Published in final edited form as: Epigenomes. 2016 Sep 22;1(1):2. doi: 10.3390/epigenomes1010002

Figure 6.

Figure 6.

HELLS is recruited to SST1 regions, localizes in the centrosome and the mitotic spindle, and HELLS knockdown results in SST1 demethylation. (A) ChIP analysis of HELLS and DNA methyltransferase 3B (DNMT3B) recruitment to SST1 repetitive elements in CRC cell line HCT116 (left graph). The right graph shows HELLS recruitment to SST1 monitored by ChIP in Caco-2 (SST1 methylated) and LS174 (SST1 demethylated). Relative recruitment was calculated by the comparative Ct method and the input values were used as normalizers. IgG shows art immunoprecipiation background; (B) HELLS expression by confocal immunofluorescence. Caco-2 cells stained with primary antibody against HELLS (red) and counterstained with 4′,6-diamidino-2-phanylindole (DAPI) (blue).

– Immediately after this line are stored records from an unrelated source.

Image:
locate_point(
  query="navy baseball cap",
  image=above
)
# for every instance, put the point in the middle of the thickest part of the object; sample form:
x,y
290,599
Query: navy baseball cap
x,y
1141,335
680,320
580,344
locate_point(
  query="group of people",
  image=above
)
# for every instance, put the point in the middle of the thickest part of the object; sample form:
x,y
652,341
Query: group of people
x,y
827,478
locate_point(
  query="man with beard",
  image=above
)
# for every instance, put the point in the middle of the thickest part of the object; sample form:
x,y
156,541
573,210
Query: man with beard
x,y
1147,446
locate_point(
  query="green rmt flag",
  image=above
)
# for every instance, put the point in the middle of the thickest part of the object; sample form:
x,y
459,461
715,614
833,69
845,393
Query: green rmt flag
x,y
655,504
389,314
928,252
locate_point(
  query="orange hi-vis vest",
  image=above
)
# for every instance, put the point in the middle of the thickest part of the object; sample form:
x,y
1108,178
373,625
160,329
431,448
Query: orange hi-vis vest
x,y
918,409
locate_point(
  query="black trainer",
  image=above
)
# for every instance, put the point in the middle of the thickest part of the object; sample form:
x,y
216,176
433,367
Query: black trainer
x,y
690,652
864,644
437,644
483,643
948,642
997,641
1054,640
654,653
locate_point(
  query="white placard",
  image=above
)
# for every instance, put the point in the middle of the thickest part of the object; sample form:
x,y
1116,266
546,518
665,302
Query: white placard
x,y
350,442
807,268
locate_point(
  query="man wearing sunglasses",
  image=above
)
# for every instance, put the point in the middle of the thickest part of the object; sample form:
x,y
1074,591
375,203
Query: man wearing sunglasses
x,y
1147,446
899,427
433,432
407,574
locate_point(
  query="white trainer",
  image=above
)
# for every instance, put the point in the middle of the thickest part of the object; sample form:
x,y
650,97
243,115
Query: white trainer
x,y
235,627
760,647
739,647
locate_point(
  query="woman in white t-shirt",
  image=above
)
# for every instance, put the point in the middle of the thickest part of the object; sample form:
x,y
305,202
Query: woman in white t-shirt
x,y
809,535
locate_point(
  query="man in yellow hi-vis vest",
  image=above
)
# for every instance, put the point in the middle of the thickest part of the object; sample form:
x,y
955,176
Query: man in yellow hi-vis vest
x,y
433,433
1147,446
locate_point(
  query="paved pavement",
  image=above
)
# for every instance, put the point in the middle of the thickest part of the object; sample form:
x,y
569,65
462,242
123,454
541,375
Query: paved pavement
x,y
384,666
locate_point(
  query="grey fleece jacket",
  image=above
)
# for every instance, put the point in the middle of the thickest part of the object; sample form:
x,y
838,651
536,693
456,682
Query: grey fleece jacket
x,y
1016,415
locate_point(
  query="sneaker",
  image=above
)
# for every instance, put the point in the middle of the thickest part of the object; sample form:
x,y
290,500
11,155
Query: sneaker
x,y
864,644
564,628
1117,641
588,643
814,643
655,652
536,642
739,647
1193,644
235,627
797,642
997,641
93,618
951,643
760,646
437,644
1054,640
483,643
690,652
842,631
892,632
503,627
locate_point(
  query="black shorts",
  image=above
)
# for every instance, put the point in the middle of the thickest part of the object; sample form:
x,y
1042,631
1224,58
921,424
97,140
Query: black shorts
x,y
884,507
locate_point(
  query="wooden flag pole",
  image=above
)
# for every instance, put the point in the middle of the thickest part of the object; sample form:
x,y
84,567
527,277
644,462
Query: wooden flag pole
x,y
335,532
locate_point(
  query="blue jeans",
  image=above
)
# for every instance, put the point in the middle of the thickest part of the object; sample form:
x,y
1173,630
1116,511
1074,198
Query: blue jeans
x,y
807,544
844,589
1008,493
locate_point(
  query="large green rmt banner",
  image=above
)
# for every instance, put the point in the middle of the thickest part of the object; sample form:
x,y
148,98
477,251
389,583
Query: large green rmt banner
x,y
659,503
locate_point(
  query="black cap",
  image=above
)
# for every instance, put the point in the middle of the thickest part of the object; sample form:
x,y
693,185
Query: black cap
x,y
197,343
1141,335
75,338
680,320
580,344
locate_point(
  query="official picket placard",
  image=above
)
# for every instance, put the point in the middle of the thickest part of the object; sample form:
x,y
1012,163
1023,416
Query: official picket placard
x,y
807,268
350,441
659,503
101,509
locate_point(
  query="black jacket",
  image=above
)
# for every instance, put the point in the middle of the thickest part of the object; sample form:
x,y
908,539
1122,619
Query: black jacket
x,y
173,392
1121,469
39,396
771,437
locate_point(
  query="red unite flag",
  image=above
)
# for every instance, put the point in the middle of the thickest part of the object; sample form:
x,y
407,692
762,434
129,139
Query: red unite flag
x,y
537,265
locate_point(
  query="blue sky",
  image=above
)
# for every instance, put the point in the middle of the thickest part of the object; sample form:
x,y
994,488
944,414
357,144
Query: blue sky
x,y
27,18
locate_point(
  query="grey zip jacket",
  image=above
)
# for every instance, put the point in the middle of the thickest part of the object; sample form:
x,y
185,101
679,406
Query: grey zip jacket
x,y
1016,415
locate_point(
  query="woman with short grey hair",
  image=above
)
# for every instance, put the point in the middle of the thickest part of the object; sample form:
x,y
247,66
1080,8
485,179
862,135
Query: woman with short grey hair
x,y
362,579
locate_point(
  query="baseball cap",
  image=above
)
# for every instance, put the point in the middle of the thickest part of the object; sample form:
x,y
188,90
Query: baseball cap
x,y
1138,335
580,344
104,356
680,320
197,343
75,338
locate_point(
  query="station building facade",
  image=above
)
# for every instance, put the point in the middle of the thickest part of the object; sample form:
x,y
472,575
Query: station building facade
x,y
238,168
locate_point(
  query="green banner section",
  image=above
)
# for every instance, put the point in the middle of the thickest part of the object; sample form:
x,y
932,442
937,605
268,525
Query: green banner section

Image analysis by Slidebook software v4 (Intelligent Imaging Innovations, Denver, CO, USA) shows increased protein levels of HELLS around what seems to be the centrosome regions of mitotic cells; (C) Co-immunofluorescence of HELLS with α-tubulin, a marker of the mitotic spindle, in HCT116 cells; (D) Western blot on nuclear extracts from HCT116 polyclones obtained after lentiviral infection of small hairpin RNAs (shRNA) of a scrambled control sequence (shCtrl) or targeting HELLS (shHELLS); and (E) SST1 methylation levels of individual clones analyzed by bisulfite sequencing in colon cancer cell line HCT116 with scrambled shRNA (shCtrl) or shRNAs for HELLS (shHELLS). This analysis was performed three weeks post-infection. p value was calculated by Mann Whitney test.